Shark Tank: Another satisfied customer
- TAGS:e-mail
- IT TOPICS:Internet, Management, Networking, Personal Technology
Program director goes on vacation, returns a week later and calls this netadmin pilot fish a few days after that. "I have odd e-mails about 'undeliverable mx-exchange' on here," he tells fish. "Do you have any idea why I would get these?"
Are you sending e-mail to addresses that don't exist? fish asks. "I don't think so," PD says. "Don't worry about it; let me double-check and make sure."
A week later, fish gets word that the PD has called the IT director: "Hey, I'm still getting these crazy e-mails. Your network administrator isn't doing anything. Let me forward one to you."
IT director forwards the sample to fish, who figures out it's undeliverable and an internal e-mail, but for some reason, it doesn't show the actual address.
Fish calls the PD. Could you be sending e-mail to someone who has resigned? "No, I use my own lists that I created."
So fish goes to the PD's desk to see the list -- 500 names of people in call centers up and down the coast. Fish points out that PD likely wouldn't be notified if any of them quit or resign. PD insists that fish call the supervisors to make sure the addresses are good.
It takes half a day, but fish tracks them down and confirms that the list contains only active employees.
"Program director calls the CIO to tell him I still haven't done anything, that I'm incompetent, and that our IT department is a useless cost center," says fish. "CIO calls me and asks for a status update. I answer that I'm still confirming the list for the program director."

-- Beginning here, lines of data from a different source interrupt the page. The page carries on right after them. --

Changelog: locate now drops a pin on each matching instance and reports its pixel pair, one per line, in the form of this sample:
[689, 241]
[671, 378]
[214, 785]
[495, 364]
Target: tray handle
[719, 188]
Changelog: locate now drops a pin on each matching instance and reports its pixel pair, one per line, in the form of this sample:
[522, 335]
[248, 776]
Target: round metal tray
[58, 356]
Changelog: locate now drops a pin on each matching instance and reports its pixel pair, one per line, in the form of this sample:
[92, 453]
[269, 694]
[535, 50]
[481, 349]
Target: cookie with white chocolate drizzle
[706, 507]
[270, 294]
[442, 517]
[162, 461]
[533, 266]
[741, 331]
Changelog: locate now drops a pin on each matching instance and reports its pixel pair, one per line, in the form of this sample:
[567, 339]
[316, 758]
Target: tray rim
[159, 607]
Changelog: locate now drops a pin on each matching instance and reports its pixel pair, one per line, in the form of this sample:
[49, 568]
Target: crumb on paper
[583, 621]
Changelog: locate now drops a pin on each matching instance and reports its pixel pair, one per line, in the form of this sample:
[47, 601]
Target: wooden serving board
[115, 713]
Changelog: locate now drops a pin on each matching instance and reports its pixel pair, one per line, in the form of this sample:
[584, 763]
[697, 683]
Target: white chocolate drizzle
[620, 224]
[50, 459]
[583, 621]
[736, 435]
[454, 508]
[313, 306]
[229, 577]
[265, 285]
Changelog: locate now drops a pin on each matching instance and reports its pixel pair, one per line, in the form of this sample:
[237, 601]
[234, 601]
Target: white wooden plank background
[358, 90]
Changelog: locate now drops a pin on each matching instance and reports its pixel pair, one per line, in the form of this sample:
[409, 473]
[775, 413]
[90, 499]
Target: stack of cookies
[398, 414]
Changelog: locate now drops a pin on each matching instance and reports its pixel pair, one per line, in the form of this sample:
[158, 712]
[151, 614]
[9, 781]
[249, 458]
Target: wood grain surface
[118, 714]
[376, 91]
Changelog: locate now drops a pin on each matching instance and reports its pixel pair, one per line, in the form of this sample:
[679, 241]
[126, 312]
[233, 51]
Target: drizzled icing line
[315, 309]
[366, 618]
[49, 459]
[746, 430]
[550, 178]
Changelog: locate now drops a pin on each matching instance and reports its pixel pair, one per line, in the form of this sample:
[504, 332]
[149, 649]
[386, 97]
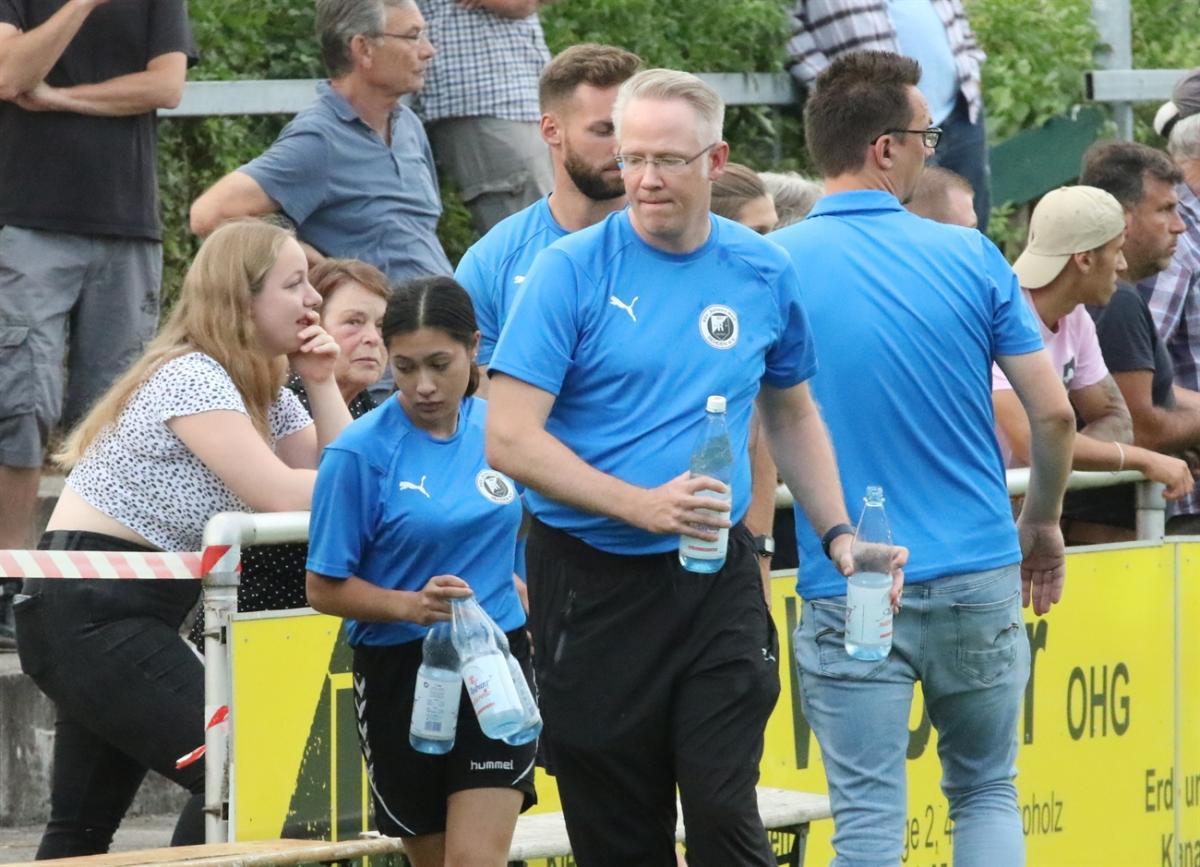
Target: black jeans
[129, 694]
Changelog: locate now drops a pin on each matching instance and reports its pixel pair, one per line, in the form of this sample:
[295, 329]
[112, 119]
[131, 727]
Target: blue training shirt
[910, 315]
[396, 507]
[351, 193]
[631, 340]
[495, 268]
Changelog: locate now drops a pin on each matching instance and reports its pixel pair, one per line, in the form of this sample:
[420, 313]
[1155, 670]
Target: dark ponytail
[437, 303]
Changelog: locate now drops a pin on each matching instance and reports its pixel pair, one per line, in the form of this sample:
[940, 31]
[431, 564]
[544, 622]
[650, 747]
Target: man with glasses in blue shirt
[354, 171]
[652, 676]
[910, 315]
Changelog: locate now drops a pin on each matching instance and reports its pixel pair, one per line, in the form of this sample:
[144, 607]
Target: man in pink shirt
[1072, 259]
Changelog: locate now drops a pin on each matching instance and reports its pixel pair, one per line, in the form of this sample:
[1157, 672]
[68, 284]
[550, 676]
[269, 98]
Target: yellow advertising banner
[1109, 767]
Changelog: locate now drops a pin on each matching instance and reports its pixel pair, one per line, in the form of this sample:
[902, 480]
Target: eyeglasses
[929, 137]
[408, 37]
[667, 165]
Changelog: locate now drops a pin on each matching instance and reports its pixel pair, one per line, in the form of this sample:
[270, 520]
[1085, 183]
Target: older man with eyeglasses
[354, 171]
[653, 676]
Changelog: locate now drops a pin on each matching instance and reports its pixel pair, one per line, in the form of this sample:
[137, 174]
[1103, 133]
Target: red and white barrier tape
[221, 715]
[114, 564]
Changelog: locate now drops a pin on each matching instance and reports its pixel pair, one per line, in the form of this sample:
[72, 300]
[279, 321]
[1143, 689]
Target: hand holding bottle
[679, 507]
[431, 604]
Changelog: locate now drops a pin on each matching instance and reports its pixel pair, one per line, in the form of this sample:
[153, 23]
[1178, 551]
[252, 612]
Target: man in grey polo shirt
[354, 171]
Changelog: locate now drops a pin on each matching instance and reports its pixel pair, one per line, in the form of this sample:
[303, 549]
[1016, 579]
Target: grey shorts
[89, 300]
[501, 166]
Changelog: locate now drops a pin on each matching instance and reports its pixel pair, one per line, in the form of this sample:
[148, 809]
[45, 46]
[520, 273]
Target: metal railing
[289, 95]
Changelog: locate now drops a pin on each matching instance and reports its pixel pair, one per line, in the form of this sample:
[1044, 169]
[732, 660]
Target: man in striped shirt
[1174, 294]
[936, 34]
[480, 103]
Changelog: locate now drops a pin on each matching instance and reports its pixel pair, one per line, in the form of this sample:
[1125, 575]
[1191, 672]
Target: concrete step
[27, 736]
[27, 749]
[19, 843]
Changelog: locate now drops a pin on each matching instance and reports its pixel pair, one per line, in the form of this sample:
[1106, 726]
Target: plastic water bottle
[868, 592]
[531, 724]
[485, 671]
[713, 456]
[438, 692]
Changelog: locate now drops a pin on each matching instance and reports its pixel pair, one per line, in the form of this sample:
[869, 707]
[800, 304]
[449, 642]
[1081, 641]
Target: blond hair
[672, 84]
[213, 316]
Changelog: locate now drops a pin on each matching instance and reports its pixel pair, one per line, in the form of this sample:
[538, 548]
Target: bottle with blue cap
[869, 589]
[713, 456]
[438, 693]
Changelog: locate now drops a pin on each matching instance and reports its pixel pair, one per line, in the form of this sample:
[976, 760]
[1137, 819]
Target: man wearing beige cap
[1072, 259]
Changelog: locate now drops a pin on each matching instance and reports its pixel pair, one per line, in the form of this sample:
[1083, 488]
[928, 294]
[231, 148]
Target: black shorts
[409, 788]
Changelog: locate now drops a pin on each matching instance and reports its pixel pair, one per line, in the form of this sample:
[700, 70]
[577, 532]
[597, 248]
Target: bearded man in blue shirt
[910, 315]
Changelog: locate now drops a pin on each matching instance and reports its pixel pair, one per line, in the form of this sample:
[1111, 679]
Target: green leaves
[1037, 54]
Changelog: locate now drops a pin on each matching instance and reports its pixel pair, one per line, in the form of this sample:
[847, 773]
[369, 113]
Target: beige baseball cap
[1068, 220]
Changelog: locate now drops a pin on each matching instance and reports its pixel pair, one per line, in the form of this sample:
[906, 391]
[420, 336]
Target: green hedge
[1038, 51]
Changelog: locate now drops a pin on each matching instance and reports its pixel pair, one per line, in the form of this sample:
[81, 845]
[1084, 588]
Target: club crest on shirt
[495, 486]
[719, 327]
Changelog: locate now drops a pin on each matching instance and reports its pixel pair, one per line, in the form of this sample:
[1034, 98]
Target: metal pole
[1115, 52]
[1151, 512]
[221, 557]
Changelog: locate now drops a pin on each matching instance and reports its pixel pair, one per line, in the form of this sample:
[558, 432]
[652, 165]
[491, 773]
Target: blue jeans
[964, 150]
[964, 639]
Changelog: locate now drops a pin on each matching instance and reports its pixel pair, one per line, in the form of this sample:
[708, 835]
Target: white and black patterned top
[139, 473]
[273, 576]
[486, 66]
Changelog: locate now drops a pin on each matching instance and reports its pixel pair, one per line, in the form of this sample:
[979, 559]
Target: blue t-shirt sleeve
[539, 339]
[792, 358]
[345, 501]
[293, 172]
[480, 285]
[1013, 329]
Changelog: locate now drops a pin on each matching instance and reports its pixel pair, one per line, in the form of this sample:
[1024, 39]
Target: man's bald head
[943, 196]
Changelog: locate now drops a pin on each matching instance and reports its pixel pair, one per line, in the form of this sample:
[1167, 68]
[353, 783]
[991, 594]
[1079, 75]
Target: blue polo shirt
[633, 340]
[495, 268]
[910, 315]
[396, 507]
[352, 196]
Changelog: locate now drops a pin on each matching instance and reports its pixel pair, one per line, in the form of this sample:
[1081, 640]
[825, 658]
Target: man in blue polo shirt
[654, 677]
[910, 315]
[576, 91]
[354, 171]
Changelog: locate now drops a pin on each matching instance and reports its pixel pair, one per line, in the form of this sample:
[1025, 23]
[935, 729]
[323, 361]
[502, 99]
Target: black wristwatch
[833, 533]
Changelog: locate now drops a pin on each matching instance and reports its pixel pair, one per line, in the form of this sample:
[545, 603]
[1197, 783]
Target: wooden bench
[544, 835]
[261, 853]
[538, 836]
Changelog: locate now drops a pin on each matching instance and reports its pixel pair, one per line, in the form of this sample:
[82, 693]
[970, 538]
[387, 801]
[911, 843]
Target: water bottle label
[436, 705]
[490, 686]
[869, 610]
[703, 549]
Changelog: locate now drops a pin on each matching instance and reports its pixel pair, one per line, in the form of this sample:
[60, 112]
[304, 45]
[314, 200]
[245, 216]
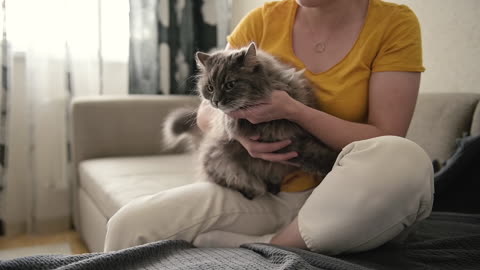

Finally, PD calls to tell fish he's noticed something: He's getting the returned e-mails even when he doesn't send any out. Consistently, every hour. For the past four days.
Fish returns to PD's desk and looks at his in-box. Sure enough, the call center phone system is e-mailing him every hour with a summary. The "From" line changes with each message, because it encodes the date and time.
And when it hits the PD's mailbox, it triggers the PD's auto-reply vacation message.
"I turn off the program director's vacation message," fish says. "As I'm leaving, I e-mail the CIO from my BlackBerry that the problem was fixed.
"On my way out, the secretary who sits just outside his office stops me and asks me a quick question. Program director shuts his door and takes a call on speakerphone from the CIO. I couldn't make out the words, but I could hear the tone -- the CIO was furious.
"I haven't gotten any requests for assistance from the program director since."